A recent briefing has revealed that crimes in Vanuatu are sometimes committed by young individuals under the age of 18.

However, the Vanuatu Daily Post has learned from the Director of Vanuatu Correctional Services (VCS), Johnny Marango, that there are currently very few minors in detention, presently only one juvenile is being held, and he is housed at the newly established juvenile facility in Santo.

“In Port Vila, we keep teenage inmates with adult inmates. In Santo, we have a facility ready, but the juvenile bill that should be passed by the parliament is not yet approved,” he said.

“We are still working on it with the Office of the Attorney General, and it may be passed by the end of this year in November.

“We only have one juvenile detainee in our custody, he is currently in the juvenile facility in Santo.

“We are managing him according to the Correctional Services Act, which also provides for separating minors from adults. He is 14 years old and has been remanded for unlawful entry and theft, we have one juvenile in Vila, who is 17 years old, but he is now out on bail.”

Local psychiatrist, Dr Jimmy Obed, expressed concerns about the impact of detention on young offenders.

“Anyone who goes through a facility here will go through something; we don’t know how he’s taken care of, and it will definitely have an impact on him,” he said.

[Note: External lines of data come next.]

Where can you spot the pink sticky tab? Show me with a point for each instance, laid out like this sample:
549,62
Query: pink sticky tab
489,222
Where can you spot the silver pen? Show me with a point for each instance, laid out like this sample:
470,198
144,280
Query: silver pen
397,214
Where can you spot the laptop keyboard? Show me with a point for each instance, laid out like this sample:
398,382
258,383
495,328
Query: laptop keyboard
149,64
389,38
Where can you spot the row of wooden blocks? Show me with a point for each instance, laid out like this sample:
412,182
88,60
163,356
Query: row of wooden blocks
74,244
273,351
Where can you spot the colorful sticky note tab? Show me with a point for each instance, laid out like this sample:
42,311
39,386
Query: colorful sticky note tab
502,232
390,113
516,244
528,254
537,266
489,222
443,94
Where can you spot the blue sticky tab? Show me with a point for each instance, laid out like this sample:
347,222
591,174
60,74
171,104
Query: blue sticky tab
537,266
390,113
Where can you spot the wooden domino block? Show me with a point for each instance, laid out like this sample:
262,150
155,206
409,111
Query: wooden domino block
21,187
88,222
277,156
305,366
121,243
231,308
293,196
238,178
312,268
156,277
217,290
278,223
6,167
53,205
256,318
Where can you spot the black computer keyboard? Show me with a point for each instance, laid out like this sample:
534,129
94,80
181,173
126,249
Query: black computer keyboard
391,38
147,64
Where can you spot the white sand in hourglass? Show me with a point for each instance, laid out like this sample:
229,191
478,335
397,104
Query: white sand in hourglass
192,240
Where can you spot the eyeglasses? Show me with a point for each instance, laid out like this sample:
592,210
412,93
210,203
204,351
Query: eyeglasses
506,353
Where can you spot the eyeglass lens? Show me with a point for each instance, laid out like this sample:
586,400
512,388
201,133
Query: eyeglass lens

“There’s a whole change of environment for a young person; it’s a bit much. I’m not too sure about the services they (Corrections) provide for him in the prison, the prison experience for anyone is not a good experience.”

Dr Obed highlighted the need for comprehensive mental health services within the correctional system, noting, “the whole system needs mental health assistance, but unfortunately, we don’t have the resources to provide the full experience.”

“A prison facility as an infrastructure will not solve the problem; it’s the services in there that will,” he said.

“Placing them apart from the adults will not help; it’s just a time-out, what rehabilitation services they (Corrections) have to help the inmates will help.’

The importance of rehabilitation was echoed in a 2021 article titled “Juvenile Centre to Provide Educational Training.”

It stated that the new juvenile correctional facility opened in Santo aims to provide education, training, and skills development opportunities for young offenders aged 12 to 18.

This initiative underscores the need for a more supportive and rehabilitative approach to juvenile detention, focusing on helping young offenders reintegrate into society.